Hello, KNO a écrit :
I've this HW configuration: ----------------->router1---| -Internet- |--->linux--->LAN ----------------->router2---| router1 address 192.168.2.9 router2 address 192.168.2.10 linux address 192.168.2.22 linux default gateway 192.168.2.10 lan workstations use linux as proxy (squid at port 8080) 192.168.2.22 At now all trafic in lan goes to internet trougth router2, but II want that the web traffic goes througth router1. I've try marking the packages #iptables -t mangle -A PREROUTING -p tcp --dport 80 -j MARK --set-mark 1
I'd insert a match on the LAN interface in this rule to make sure it captures only traffic from the LAN.

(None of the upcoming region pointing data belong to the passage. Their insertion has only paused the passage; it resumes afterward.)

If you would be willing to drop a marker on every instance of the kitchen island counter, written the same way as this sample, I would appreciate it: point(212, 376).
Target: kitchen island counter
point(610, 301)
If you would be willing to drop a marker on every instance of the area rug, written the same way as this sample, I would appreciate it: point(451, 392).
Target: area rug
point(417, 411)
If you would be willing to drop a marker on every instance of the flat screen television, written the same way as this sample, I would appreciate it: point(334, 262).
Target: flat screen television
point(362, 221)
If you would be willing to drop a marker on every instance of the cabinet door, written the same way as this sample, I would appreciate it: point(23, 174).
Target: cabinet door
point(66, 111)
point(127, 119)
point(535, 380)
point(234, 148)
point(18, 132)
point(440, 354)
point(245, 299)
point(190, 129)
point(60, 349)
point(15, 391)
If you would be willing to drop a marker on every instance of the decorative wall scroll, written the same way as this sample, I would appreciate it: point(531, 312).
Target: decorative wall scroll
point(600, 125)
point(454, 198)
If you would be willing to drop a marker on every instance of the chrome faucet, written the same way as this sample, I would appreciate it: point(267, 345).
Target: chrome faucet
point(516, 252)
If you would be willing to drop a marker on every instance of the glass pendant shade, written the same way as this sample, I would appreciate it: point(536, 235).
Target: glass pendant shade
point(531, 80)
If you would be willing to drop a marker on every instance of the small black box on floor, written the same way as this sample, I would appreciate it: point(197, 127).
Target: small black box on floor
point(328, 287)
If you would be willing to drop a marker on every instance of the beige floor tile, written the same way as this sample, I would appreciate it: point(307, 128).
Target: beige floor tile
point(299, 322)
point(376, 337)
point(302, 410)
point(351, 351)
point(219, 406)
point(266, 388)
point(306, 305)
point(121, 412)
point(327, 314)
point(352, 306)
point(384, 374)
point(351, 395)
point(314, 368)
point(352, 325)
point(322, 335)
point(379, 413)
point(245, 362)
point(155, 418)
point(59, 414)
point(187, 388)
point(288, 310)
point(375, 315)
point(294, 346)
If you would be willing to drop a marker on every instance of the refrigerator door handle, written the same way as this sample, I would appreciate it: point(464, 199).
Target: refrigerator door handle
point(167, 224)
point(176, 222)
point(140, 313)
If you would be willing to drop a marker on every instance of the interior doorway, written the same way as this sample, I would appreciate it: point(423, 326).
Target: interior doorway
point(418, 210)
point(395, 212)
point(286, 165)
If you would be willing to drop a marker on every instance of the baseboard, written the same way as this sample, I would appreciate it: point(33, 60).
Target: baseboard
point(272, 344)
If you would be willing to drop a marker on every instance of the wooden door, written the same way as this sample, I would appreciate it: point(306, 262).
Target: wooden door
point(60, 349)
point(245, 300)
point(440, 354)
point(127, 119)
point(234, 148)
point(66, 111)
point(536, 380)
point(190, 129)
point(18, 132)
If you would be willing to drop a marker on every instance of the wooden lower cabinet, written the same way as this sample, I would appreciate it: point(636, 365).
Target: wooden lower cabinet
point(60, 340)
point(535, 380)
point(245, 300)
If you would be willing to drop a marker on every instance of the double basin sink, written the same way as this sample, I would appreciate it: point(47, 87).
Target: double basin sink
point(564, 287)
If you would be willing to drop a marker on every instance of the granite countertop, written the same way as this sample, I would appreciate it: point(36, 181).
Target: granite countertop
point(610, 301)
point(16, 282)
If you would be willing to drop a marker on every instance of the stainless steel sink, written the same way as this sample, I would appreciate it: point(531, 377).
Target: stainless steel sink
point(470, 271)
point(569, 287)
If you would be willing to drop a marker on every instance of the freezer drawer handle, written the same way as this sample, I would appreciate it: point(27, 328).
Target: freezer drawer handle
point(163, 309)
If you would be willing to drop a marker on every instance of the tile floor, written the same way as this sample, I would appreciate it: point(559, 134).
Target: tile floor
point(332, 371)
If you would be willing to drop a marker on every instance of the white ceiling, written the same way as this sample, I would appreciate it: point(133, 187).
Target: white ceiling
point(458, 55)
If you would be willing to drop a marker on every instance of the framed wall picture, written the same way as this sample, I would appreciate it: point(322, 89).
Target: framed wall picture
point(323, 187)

and add a route (as described in lartc) # echo 201 web >> /etc/iproute2/rt_tables # ip rule add fwmark 1 table web # ip route add default via 192.168.2.10 table web
This setup has no effect if your LAN hosts use the proxy. It is effective only with forwarded connexions.
I've added the following rule: iptables -t mangle -A POSTROUTING -p tcp --dport 80 -j MARK --set-mark 1 because packets are generated by proxy.
The POSTROUTING table is too late, after the final output routing decision is made. You must create this rule in the OUTPUT chain instead.